Among the hundreds of bills swept through the process in the final days of this year’s legislative session was SB 316–a little-known measure that will have a significant impact on workers’ compensation insurers and, more importantly, the California workers’ compensation insurance market.
It is no wonder the bill received little public attention: It focused on the seldom discussed but important subject of workers’ compensation insurer reserves. SB 316’s significance, however, was not lost on legislators, who did not cast a single “no” vote on the measure in either house. The governor signed it into law last week. It becomes effective January 1, 2008.
Simply, the bill by Sen. Leland Yee, D-San Francisco, repeals an outdated, nearly 40-year-old law. That law made sense back in 1969. But since then California and every other state have enacted a modern system, known as the Risk-Based Capital methodology, for measuring an insurer’s solvency and determining the appropriate reserving levels.
Until SB 316 goes into effect, California has two reserve laws: the old one and the new one. This, of course, is forcing insurers to put aside more money than is needed to assure solvency. It’s estimated that California workers’ compensation insurers put 15 percent more capital into reserves than insurers doing business in other states. This cuts into California insurers’ surplus and lowers the scores they get from rating agencies. And it doesn’t provide any greater protection for injured workers.
A real downside is that the duel reserves are creating a barrier to attracting capital to California’s workers compensation market. In consumer terms, this means money has been tied up – money that otherwise could have been used to insure more employers and their employees.
When SB 316 becomes law, California will have just one reserve law.
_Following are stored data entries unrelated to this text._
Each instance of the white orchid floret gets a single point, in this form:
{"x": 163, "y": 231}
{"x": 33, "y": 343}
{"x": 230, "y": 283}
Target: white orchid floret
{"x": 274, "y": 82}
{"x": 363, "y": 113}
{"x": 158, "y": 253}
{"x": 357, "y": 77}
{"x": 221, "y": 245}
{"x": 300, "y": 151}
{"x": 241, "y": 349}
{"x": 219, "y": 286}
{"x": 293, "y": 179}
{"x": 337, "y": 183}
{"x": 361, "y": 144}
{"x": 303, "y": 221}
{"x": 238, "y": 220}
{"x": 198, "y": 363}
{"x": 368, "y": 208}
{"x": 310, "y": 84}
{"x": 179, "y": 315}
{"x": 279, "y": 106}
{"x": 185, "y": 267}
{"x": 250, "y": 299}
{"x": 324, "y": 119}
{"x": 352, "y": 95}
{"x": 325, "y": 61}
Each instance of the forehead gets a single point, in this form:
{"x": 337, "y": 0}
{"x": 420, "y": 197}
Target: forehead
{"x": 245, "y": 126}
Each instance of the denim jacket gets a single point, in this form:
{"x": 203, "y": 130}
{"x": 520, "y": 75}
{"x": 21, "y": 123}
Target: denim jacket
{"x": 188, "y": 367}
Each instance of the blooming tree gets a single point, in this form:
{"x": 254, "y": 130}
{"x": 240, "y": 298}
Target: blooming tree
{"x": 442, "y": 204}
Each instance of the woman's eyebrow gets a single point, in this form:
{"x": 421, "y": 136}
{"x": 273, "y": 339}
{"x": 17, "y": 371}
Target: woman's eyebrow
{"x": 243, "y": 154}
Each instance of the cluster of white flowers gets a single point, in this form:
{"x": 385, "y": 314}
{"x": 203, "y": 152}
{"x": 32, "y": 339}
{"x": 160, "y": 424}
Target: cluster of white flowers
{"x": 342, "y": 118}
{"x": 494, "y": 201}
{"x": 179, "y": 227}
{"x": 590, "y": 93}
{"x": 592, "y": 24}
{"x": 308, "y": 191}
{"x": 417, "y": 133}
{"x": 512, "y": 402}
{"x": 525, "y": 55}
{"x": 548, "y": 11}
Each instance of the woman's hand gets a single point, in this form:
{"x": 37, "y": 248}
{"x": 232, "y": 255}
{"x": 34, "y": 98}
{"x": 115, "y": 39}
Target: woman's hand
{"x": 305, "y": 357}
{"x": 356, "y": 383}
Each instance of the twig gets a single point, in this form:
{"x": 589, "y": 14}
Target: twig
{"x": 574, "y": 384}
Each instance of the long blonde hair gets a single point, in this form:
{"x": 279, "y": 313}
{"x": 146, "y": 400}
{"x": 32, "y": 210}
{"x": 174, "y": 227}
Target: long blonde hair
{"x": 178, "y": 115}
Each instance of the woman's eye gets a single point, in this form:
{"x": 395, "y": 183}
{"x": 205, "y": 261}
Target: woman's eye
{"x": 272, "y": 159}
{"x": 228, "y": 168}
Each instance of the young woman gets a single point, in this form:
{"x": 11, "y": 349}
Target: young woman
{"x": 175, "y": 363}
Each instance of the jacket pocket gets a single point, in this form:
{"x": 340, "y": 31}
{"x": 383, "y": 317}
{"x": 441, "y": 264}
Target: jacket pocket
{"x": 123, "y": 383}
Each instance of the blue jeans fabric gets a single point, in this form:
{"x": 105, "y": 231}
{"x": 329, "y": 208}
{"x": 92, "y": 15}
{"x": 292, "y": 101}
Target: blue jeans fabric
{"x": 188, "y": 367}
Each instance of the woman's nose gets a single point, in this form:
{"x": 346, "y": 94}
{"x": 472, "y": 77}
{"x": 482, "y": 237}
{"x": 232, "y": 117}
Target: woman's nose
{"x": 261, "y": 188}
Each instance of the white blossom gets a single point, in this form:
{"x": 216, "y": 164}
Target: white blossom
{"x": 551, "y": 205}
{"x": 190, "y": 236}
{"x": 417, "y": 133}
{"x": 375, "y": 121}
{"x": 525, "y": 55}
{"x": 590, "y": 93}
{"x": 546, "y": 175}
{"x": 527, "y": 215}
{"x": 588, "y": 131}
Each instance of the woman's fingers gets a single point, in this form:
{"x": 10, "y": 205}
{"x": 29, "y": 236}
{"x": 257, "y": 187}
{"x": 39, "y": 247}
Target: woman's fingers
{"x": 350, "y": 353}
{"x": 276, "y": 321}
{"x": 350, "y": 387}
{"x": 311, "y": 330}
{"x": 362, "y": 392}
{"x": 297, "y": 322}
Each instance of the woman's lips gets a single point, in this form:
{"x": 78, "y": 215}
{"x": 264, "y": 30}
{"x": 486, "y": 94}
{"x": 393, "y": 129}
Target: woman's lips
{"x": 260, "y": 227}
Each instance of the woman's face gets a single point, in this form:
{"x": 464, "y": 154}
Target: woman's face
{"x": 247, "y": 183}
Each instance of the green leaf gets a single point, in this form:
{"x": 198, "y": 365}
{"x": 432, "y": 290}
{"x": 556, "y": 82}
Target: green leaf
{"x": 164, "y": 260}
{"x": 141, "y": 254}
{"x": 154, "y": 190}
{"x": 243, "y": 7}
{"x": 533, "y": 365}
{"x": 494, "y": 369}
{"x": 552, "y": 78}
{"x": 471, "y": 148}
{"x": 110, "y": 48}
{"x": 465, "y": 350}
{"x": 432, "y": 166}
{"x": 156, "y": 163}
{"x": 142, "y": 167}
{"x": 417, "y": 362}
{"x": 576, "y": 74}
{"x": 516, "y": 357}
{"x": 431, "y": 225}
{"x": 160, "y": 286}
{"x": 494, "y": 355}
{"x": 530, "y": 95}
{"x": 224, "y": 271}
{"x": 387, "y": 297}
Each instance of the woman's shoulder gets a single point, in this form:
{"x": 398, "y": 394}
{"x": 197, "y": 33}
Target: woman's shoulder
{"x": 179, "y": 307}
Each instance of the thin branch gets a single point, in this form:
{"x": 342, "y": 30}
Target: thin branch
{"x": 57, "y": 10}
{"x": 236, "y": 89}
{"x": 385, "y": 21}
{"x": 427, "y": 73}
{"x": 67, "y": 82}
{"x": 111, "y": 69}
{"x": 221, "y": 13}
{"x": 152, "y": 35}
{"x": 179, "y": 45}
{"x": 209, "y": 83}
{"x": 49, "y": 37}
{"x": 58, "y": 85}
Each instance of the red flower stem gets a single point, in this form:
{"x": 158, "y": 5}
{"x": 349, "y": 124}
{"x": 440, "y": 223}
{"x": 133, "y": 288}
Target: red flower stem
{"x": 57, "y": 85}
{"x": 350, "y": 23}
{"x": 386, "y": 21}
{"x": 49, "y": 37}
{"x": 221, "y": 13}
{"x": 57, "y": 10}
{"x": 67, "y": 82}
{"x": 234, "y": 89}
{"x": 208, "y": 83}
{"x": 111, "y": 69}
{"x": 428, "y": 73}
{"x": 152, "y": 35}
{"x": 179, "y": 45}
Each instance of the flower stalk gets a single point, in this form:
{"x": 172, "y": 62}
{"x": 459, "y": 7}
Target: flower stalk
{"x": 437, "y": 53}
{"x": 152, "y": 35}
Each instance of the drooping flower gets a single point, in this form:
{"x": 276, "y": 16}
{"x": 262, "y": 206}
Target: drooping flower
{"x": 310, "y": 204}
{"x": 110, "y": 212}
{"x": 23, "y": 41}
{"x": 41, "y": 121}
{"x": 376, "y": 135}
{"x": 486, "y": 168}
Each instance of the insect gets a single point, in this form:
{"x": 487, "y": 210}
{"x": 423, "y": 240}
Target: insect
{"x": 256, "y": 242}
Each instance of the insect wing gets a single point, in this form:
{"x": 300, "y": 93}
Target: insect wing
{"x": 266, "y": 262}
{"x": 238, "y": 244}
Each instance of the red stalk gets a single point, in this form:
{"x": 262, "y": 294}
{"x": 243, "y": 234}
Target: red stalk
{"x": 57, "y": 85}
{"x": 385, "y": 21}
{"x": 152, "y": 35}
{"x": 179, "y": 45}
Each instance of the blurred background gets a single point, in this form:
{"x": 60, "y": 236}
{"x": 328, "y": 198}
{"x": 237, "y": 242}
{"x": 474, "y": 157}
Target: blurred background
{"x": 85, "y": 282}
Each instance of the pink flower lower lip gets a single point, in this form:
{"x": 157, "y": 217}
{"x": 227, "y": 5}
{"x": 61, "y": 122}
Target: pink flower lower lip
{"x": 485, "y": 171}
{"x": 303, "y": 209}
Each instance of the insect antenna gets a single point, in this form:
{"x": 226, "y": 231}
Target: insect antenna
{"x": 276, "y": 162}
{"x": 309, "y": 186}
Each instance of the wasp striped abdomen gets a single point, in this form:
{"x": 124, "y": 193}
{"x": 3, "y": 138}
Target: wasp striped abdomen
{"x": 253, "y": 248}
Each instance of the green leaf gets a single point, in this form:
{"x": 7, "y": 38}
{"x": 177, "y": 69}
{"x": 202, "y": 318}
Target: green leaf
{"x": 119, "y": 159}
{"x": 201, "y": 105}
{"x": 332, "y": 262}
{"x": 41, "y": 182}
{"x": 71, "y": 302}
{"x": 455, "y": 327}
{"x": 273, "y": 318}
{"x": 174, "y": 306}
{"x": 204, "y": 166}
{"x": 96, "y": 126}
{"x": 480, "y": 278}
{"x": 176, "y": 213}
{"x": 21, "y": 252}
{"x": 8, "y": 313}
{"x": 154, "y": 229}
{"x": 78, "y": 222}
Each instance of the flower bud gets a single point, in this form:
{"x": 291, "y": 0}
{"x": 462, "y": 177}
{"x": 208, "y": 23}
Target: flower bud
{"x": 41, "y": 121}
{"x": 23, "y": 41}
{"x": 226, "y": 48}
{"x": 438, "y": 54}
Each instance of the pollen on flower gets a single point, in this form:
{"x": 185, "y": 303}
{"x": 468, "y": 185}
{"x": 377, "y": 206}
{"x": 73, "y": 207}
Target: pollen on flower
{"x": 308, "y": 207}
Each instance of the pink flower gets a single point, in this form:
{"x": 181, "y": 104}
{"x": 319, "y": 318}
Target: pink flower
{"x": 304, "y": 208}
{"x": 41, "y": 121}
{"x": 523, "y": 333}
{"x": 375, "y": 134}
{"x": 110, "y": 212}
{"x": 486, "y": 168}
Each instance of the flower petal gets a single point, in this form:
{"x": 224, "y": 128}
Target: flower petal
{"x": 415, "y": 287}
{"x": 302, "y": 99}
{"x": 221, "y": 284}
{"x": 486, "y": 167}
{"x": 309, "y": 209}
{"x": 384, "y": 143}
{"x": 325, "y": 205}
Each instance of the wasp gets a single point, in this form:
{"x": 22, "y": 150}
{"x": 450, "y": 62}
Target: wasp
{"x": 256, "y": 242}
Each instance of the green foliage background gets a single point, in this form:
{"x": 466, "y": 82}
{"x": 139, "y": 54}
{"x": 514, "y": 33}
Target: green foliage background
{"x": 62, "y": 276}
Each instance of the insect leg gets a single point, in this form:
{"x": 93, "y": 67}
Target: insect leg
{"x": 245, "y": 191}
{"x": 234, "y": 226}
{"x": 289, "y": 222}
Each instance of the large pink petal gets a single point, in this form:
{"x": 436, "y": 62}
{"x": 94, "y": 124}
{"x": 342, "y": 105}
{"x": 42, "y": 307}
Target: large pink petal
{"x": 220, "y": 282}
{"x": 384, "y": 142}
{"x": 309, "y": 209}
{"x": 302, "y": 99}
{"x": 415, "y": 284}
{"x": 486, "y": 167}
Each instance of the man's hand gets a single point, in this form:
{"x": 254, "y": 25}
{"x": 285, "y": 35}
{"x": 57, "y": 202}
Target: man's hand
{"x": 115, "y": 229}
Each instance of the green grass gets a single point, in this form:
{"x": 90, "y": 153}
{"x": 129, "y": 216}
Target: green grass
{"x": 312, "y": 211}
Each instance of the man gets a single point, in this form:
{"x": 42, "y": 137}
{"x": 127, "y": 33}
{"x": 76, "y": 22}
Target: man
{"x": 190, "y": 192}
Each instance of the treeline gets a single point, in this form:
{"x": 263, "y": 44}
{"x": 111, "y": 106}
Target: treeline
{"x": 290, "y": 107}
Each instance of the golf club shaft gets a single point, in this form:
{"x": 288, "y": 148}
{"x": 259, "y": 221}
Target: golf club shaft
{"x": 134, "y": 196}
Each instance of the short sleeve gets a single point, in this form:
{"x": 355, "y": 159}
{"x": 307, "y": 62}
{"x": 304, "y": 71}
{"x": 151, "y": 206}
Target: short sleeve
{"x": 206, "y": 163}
The bill will repeal an Insurance Code section that was added in 1969 to provide the only tool then available to set some type of minimum reserves for insurers. It establishes only crude measurements for solvency and an insurer’s ability to pay claims.
The modern, more sophisticated Risk-Based Capital standards for determining insurers’ solvency will remain in effect. Those standards mandate insurers to provide additional accounting or actuarial information whenever an insurer’s reserves require immediate regulatory attention. The insurance commissioner has the authority to require insurers to increase reserves whenever they seem inadequate.
The old reserve requirement did not prevent the wave of insolvencies that occurred a few years ago. SB 316 orders a study of those insolvencies so California can avoid any mistakes that may have been made.
SB 316’s modernizing of solvency regulation will foster the health of California’s workers’ compensation insurance market.
Repealing the outdated reserve requirement will make it easier for insurance companies, especially small specialized companies, to write more business in California. SB 316 allows insurers to shed an unnecessary reserve requirement and, therefore, gives them greater resources and flexibility to compete in the marketplace.
For California employers, the greater market competition encouraged by SB 316 will give employers more choices when they shop for workers compensation insurance.
Most importantly, SB 316 keeps in place California’s strong mandates for insurer reserves and deposits so that there is assurance that workers compensation claims will be paid.